Difficult Coworkers – Some workers don’t even have to wear masks, they can easily be labeled as the “witch” that criticizes everything and has to get even, the “ghost” that is invisible when extra assignments are handed out, the “spider” that looks at you as if there are cobwebs in his brain when you are giving instructions and the person that is just plain “batty” and dips and swoops around with no determined path or outcomes.
Here are some simple guidelines when dealing with difficult team members:
- Refrain from blowing up. Count to 10, take a time out, or use other stress technique you have learned.
- Work to discover the root cause of their behavior. In most cases, their disagreeable nature has nothing to do with you and everything to do with their personal relationships outside of work or their ambitions that have been stifled in the organization, or a need to contribute that is not being met.
- Give them the benefit of a doubt. Look at the issue through their eyes.
- Make an appointment to speak to them in person and relate how their behavior makes you feel or is impacting the team. Seek clarification on how they might see the situation in a different light.
- However wrong you feel this last tip may be, here it is: You may have to ignore their nasty ways because you ultimately control your own emotions and mental attitudes.
Turning Halloween from Tricks to Treats
If your company values attitudes and relationships, taking a few minutes to celebrate a holiday provides a break from the intensity of the work day with an increase in productivity.
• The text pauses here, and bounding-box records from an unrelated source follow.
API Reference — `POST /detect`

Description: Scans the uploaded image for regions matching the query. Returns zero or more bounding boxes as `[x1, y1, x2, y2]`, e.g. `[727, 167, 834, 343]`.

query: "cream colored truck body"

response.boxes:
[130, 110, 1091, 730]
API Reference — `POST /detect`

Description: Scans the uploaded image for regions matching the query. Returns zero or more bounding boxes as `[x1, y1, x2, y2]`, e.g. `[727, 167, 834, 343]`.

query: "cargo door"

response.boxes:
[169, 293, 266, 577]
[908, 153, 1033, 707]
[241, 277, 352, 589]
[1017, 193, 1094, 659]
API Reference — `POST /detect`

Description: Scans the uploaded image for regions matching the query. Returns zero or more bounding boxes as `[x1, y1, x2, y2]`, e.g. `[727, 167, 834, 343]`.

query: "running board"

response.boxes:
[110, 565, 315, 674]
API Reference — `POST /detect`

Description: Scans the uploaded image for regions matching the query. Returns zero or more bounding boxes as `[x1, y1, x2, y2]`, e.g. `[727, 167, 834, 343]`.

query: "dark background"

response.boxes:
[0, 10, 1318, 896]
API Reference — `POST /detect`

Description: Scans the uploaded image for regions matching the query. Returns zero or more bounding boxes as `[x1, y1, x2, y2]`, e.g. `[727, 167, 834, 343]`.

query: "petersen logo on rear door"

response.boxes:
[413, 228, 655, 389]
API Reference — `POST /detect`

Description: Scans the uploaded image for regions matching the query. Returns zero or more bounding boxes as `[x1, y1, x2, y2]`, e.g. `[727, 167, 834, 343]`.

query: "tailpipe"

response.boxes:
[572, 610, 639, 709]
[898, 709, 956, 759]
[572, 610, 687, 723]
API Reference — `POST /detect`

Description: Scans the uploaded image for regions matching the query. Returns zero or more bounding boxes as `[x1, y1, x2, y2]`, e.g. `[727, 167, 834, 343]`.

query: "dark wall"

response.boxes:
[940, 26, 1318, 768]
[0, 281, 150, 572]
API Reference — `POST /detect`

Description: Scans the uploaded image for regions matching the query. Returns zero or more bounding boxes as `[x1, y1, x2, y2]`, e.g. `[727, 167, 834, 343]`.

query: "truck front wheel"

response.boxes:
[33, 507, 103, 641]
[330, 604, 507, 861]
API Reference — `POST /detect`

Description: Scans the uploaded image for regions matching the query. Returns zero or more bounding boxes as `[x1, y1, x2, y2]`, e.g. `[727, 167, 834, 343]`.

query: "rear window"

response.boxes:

Tensions are reduced, people laugh, and camaraderie is built – as long as the festivities are not disruptive.
Several years ago in a company where I worked, a woman dressed up as a cow with a full bag of milk and udders. When she appeared, work for the rest of the day vaporized.
At one agency their Halloween celebration involved their customers. They had employees carve pumpkins, take a picture and post them on line. The customers voted for their favorite by donating money which was given to a charity.
Whatever your agency chooses to do for Halloween, while you sit with your coworkers sipping cinnamon and cloves spiced cider and eating sugar cookies decorated with candy corn and mini-chocolate chips, be aggressive: ask that everyone gives treats, not tricks, to coworkers by being cooperative, solving problems through dialog, and giving each other the benefit of the doubt.
Imagine what your office would be like if for Halloween everyone gave 24 hours of treats and avoided all tricks.
This quote works with Halloween:
Let us move on, and step out boldly, though it be into the night, and we can scarcely see the way.
— Charles B. Newcomb
I hope you enjoyed this article and that it gave you some tips for enjoying Halloween.